Kremlin claims Ukraine invasion is means to defend country

Kremlin claims Ukraine invasion is means to defend country

UNITED NATIONS: The Kremlin's U.N. ambassador claimed that the West is motivated by its desire to destroy Russia and stated: "We had no choice other than to defend our country—defend it from you, to defend our identity and our future" a week before the anniversary of Russia's invasion of Ukraine.

The Russian invasion of its smaller neighbor on February 24, 2022, was accused of being justified by Russia, according to Western ambassadors. In response, Russia was accused of using a Security Council meeting to call on lessons learned from the failure to resolve the conflict between Ukraine and Russian-backed separatists that started in 2014 to justify what France's U.N. Ambassador Nicolas De Riviere called "the unjustifiable."

The only international forum where Russia regularly engages Ukraine and its Western backers, the UN Security Council, on Friday shed light on the widening gap between the warring parties as the conflict enters its second year with no end in sight, tens of thousands of casualties on both sides, and new military offensives anticipated.

The conflict between Ukraine and the separatists in Luhansk and Donetsk in the country's primarily Russian-speaking industrial east erupted in April 2014 after Russia's annexation of Crimea, and Russia's U.N. ambassador, Vassily Nebenzia, accused Western countries, including France and Germany, of "holding back" on implementing the Minsk agreements that were mediated by the two nations.

In order to re-arm the Kyiv regime and get it ready for war against Russia in the name of your geopolitical interests, Nebenzia said, "You knew very well that the Minsk process for you is just a smoke screen."

Richard Mills, the deputy ambassador for the United States, charged that while other signatories, including France, Germany, Ukraine, and the Organization for Security and Cooperation in Europe, "sought to implement them in good faith," Russia had broken "every single commitment it made" in the Minsk agreements.

According to France's De Riviere, Germany and his nation have worked "tirelessly" since 2015 to encourage intergroup dialogue. He emphasized that "the challenges encountered in putting these agreements into action can never be used as an excuse or as mitigating circumstances for Russia's decision to end the dialogue with violence."

De Riviere recalled that on February 17, 2022, exactly one year prior, Sergey Vershinin, Russia's deputy foreign minister, reiterated to the council that the Minsk agreements provided "the only international legal basis" for resolving the Ukrainian conflict and that any rumors of Russian military intervention were unfounded and the product of Western paranoia. After declaring Donetsk and Luhansk independent four days later, Russia invaded Ukraine on February 24.

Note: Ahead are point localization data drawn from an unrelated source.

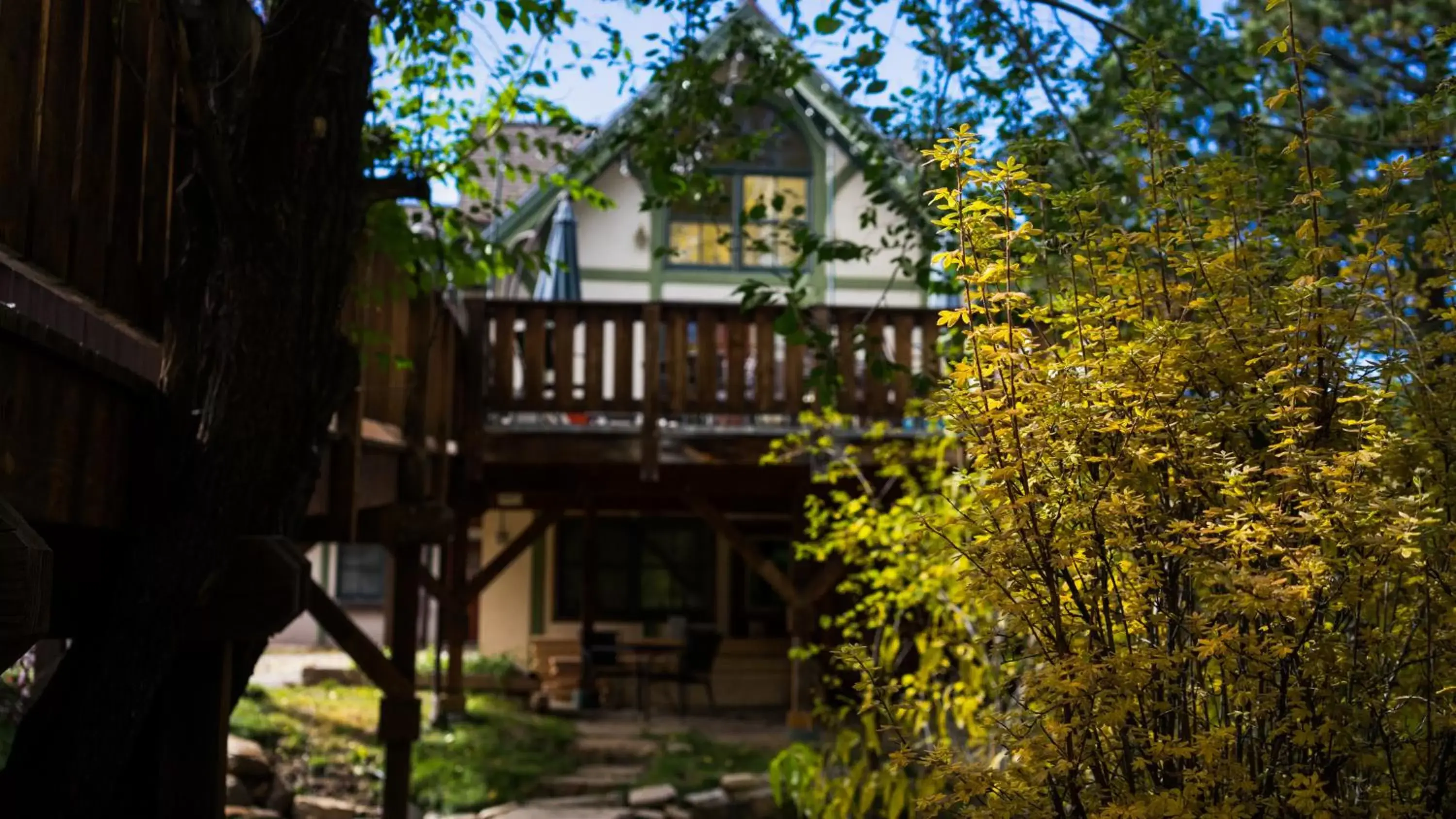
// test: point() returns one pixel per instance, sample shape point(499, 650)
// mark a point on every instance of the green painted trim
point(539, 588)
point(615, 276)
point(868, 283)
point(844, 175)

The only lesson to be learned from this, according to De Riviere, is that by attacking Ukraine, Russia unilaterally decided to put an end to dialogue and negotiation.

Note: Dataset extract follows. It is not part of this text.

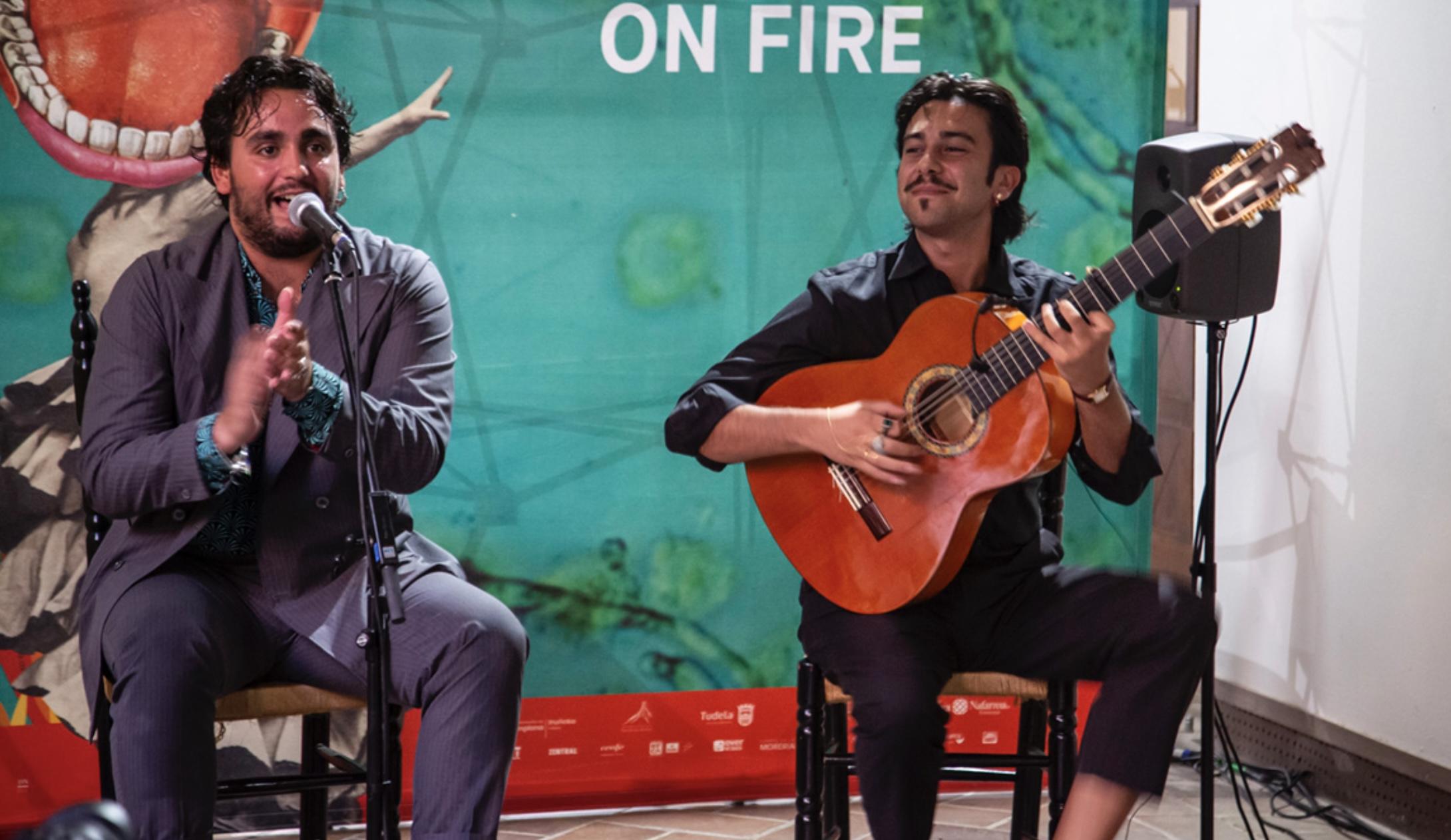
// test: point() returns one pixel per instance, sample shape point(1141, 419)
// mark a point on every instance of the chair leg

The Minsk agreements, whose main goal, let us recall, was the reintegration of some regions of Donetsk and Luhansk under full Ukrainian sovereignty in exchange for broad decentralization, were shattered by one person's decision.

When we warned that Russia would be attacking Ukraine, she claimed that they had lied. Nebenzia attributed Ukraine's refusal to carry out the Minsk agreements to "a criminal policy by the Ukrainian leadership, which was goaded by the collective West."

After a year of fighting, he told the Security Council's Western members, "Obviously, we won't be able to live in the future the way we did." We no longer have faith in you, and we are unable to believe any promises you make, whether they have to do with stopping NATO from expanding into the east, pledging not to meddle in our internal affairs, or pledging to maintain peace," Nebenzia said. He declared, "You have demonstrated that it is impossible to negotiate with you."

Sergiy Kyslytsya, the ambassador for Ukraine to the United Nations, charged that Russia had broken the terms of the Minsk agreements. He used the Minsk memorandum of September 19, 2014, which ordered all military personnel, militia members, and mercenaries to leave Ukraine, as an illustration.

He declared, "Putin has shown once and for all that he is impossible to negotiate with."

Kyslytsya stated that the Ukrainian government implores "healthy forces in Russia, if there are any, to come to their senses and force Putin to implement the demands of the U.N. General Assembly to immediately cease the use of force and to withdraw Russian military forces from Ukraine."